Avec ce cinquième album, le groupe originaire de la Colombie-Britannique souhaite clairement séduire les masses et faire bonne figure dans les palmarès pop nord-américains, sinon mondiaux. Pour y arriver, il a choisi de jouer dans les platebandes de Maroon 5 et autres Imagine Dragons en donnant une bonne dose de sons électroniques à son «rock». Ça donne un album plutôt répétitif et prévisible. Toutefois, Hedley et son chanteur Jacob Hoggard – qui participe à l’écriture de toutes les chansons – arrivent à demeurer intéressants tout au long du disque. Moments forts : la ballade Pocket Full of Dreams, l’extrait radio Anything et l’énergique I’ll Be with You.
– Eric Aussant

Commerce lucratif
Kelly Clarkson
Wrapped in Red
Note: note critiques cd 2.5sur5

Avec cet album qui fleure bon les boutiques et les ascenseurs, l’idole américaine propose un produit de qualité commerciale. Bonus: l’épopée festive commence avec des pièces originales plutôt qu’avec des reprises ressassées jusqu’à plus soif.
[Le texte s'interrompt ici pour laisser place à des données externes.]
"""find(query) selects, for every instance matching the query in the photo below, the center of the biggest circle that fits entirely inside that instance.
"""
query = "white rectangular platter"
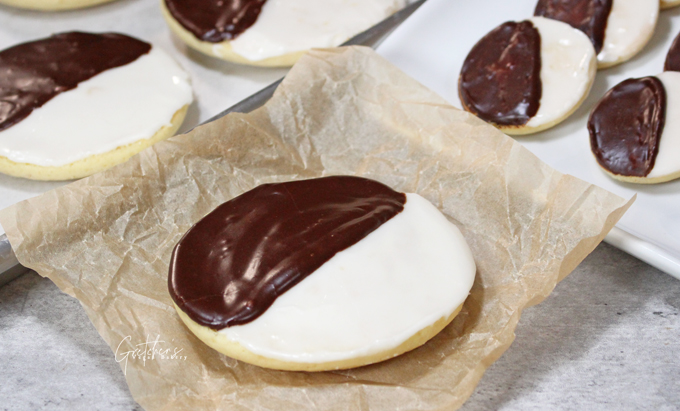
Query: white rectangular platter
(431, 47)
Inspirée, Kelly lance Wrapped in Red et se place Underneath the Tree dans un délire de sax et de cloches. Hmm. Potable. Puis, malédiction, elle nous assène Have Yourself a Merry Little Christmas (à la plage trois, déjà, le répit fut bref). Notre système rejette en bloc ce Summertime de la chanson de Noël. Kelly entend notre douleur et renchérit avec quelques inédits, mais aussi avec des classiques inoriginaux, dont un Run Run Rudolph frénétique (qui sonne comme un «ben là, chevreuil!! Awaye!!!»). Pour les Noëlophiles.